Moral: Step off quickly or seal your friendship with a ride to the end of the line.
The Over-the-Shoulder Mafia: These people stride forcefully down the aisle unaware that their over-the-shoulder purses or tennis bags are creating havoc behind them. An arm bumped here, a forehead there.
Moral: You may be carrying a dangerous weapon.
The Shouters: When the conversation begins, they are only a foot apart. But boarding passengers have separated them. That doesn't kill their exchange; it only gets louder. They carry on right over your shoulder or into your face.
Moral: The rest of us don't care about your disco dates last night.
The Seat Snatcher: She stacks her shopping bundles next to her on the seat; he puts his brief case at his side. Either way, there's only room for about two-thirds of your sitter to be seated. Hang on.
Moral: Keep to your own turf.
Bus drivers, often the target of complaints, will -- when pressed -- also admit a few pet peeves.
Rena Ansley, who drives the N-1 route from Friendship Heights to the Archives, says, "Most of my passengers are really nice," but that doesn't mean she isn't occasionally irritated.

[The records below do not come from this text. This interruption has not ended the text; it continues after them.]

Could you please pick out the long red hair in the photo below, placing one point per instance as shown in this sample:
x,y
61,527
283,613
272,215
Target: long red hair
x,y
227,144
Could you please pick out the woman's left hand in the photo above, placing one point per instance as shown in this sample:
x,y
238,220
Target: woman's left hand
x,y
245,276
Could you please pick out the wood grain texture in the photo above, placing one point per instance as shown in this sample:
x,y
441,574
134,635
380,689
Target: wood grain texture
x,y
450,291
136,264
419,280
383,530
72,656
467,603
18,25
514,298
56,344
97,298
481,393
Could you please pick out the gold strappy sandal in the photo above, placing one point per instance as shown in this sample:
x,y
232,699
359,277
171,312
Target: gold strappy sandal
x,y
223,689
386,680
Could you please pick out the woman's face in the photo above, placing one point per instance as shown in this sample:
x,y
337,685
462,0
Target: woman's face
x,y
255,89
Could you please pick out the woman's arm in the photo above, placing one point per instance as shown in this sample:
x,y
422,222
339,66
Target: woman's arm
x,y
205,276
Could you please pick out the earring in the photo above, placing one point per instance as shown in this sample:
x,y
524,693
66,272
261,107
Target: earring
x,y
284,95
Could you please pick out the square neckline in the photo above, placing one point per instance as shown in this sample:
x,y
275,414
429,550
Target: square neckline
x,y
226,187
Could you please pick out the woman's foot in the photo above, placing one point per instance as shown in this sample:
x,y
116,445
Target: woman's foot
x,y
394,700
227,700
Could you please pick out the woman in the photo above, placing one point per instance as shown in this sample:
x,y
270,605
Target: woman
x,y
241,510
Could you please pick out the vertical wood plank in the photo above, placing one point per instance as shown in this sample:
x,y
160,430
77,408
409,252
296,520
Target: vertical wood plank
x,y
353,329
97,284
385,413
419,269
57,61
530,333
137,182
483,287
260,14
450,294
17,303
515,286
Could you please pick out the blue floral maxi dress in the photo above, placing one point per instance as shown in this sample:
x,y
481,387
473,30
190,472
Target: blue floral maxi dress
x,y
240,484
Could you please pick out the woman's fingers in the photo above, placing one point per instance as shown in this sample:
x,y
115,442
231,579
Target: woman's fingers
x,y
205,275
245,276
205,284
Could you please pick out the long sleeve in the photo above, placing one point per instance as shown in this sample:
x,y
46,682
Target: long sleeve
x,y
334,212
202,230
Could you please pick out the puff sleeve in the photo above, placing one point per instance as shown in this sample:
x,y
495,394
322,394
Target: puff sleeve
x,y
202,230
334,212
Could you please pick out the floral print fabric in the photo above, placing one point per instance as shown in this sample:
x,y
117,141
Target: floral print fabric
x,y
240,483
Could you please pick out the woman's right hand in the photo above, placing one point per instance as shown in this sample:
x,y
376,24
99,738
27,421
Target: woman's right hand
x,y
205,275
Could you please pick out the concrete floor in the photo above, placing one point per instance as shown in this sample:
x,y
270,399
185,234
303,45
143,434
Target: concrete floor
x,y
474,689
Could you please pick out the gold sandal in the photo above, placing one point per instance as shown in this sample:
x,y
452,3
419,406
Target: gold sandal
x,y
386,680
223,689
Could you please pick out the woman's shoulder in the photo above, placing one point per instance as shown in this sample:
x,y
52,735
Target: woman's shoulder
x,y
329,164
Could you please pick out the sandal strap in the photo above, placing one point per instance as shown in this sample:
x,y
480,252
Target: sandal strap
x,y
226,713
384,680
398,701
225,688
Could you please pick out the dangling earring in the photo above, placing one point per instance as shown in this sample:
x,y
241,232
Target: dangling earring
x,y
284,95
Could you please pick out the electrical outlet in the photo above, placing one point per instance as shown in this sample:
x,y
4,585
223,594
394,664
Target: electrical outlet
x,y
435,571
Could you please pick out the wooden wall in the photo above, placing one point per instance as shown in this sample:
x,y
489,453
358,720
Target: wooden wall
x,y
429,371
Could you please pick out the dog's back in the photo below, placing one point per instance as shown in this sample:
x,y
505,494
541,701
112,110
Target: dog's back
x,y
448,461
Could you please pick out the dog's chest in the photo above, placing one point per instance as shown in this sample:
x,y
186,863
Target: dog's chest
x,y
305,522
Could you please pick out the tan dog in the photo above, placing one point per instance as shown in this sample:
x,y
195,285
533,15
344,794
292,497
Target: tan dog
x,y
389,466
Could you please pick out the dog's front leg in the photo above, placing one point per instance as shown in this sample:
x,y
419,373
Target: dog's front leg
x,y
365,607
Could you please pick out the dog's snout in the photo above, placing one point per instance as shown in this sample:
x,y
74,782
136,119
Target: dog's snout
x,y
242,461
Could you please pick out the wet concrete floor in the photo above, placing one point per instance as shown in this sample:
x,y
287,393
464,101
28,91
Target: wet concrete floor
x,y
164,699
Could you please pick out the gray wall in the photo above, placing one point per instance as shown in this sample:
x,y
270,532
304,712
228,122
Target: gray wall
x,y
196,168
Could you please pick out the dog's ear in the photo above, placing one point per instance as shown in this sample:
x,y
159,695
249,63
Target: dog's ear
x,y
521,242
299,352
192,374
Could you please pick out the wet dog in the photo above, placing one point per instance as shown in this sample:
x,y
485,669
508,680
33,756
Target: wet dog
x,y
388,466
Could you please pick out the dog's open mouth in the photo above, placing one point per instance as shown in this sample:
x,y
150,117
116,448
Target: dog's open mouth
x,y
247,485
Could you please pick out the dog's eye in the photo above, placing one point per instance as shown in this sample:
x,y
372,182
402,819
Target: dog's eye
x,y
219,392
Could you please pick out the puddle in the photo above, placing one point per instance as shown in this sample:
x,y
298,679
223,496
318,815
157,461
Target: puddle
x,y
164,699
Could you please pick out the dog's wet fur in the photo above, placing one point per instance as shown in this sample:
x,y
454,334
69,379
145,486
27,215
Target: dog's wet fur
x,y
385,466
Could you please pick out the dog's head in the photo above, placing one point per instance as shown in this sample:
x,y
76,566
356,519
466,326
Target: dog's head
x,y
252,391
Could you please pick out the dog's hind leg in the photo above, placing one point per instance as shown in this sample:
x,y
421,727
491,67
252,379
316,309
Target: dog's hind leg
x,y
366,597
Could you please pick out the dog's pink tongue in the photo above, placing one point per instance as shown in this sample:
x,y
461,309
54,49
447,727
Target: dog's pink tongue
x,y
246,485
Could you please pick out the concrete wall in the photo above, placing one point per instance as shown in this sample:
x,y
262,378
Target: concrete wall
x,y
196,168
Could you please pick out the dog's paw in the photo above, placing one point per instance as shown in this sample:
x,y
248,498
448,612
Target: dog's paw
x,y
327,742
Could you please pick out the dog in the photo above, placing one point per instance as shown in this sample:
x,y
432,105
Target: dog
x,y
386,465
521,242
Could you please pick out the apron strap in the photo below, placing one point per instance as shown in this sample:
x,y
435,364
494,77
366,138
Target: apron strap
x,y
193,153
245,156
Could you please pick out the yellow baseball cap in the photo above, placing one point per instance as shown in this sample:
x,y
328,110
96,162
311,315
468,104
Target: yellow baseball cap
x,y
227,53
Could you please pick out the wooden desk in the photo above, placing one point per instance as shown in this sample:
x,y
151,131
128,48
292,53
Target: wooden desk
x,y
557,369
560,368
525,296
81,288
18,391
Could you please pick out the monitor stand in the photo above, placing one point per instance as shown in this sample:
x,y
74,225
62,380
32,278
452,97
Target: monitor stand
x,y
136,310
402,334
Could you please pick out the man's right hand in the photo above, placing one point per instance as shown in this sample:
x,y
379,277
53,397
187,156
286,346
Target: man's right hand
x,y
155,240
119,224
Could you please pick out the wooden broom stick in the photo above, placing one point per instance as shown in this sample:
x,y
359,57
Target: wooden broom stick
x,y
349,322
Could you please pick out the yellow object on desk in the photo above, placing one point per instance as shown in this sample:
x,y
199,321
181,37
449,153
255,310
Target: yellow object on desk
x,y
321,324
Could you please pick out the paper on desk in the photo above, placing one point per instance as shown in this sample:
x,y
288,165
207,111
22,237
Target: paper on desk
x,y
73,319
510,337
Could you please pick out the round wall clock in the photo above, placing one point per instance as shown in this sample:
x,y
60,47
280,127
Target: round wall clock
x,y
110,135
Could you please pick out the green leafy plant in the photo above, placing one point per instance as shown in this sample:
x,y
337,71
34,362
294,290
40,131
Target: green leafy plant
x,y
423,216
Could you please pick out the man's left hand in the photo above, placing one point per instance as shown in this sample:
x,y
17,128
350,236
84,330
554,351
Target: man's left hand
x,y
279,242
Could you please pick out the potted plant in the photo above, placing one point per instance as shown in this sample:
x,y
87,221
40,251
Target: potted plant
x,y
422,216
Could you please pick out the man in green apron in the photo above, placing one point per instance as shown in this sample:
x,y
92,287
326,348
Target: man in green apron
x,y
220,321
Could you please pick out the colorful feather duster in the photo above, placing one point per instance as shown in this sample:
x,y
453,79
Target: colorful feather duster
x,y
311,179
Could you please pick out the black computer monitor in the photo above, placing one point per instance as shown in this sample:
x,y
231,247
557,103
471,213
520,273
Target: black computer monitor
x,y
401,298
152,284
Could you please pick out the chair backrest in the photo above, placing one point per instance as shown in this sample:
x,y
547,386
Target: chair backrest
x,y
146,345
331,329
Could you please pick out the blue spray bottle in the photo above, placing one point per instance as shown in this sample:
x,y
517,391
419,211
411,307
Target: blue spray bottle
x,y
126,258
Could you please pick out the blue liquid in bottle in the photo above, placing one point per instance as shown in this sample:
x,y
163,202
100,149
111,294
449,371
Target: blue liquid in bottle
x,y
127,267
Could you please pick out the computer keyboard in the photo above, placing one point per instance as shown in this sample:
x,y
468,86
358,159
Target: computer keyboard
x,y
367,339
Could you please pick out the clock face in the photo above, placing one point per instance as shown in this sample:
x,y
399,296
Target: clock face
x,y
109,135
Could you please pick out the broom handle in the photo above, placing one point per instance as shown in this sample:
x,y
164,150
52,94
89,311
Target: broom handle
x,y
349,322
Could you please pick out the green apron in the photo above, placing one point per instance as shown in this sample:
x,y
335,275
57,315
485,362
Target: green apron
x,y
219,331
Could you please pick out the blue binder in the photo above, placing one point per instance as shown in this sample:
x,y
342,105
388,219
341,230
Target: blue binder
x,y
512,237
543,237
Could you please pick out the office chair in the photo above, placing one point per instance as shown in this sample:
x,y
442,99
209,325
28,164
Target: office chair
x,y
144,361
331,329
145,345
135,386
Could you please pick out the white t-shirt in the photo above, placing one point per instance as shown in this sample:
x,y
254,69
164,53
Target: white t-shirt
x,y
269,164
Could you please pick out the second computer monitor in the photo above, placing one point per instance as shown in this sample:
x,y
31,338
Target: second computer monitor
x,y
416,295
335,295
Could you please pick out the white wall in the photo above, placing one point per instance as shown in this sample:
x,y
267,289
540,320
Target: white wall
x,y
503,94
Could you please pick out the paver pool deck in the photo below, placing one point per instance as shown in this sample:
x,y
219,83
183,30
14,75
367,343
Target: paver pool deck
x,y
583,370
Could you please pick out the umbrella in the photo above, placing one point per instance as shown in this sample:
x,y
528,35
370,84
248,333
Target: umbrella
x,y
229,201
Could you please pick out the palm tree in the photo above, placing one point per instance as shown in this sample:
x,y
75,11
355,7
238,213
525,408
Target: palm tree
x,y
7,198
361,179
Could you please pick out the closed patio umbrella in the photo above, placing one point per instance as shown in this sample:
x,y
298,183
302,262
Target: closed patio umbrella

Such as by the passenger "who waits until you're almost past the bus stop -- and then ding-dong, he wants off. You can't stop properly."
Samuel J. Corso, a driver for 38 years whose route (D-6) is Western Avenue to Brookmont, says he's annoyed by passengers who tell him, "Oh, you're running late,"
He knows he's late. "You try to be on time if you can," he says, "but if the traffic doesn't permit, you just can't do it."
One part-time driver, who wished to remain anonymous, says she finds that "bus drivers get a lot of frustrations taken out on them by the passengers. I don't know what kind of day they had, but they use the driver as a whipping post."
Don't get me wrong. Despite complaints to the contrary, young men and women still give up their seats to the elderly. Seated passengers often hold packages for those who must stand. Any number of people offer change to the rider who left the house without a couple of quarters. Most aisle-standers bear quietly the shoves and nudges inevitable in a crowded bus.
Ansley, for one, thinks courtesy is important in the daily commute. After all, she says, "We're all in this together."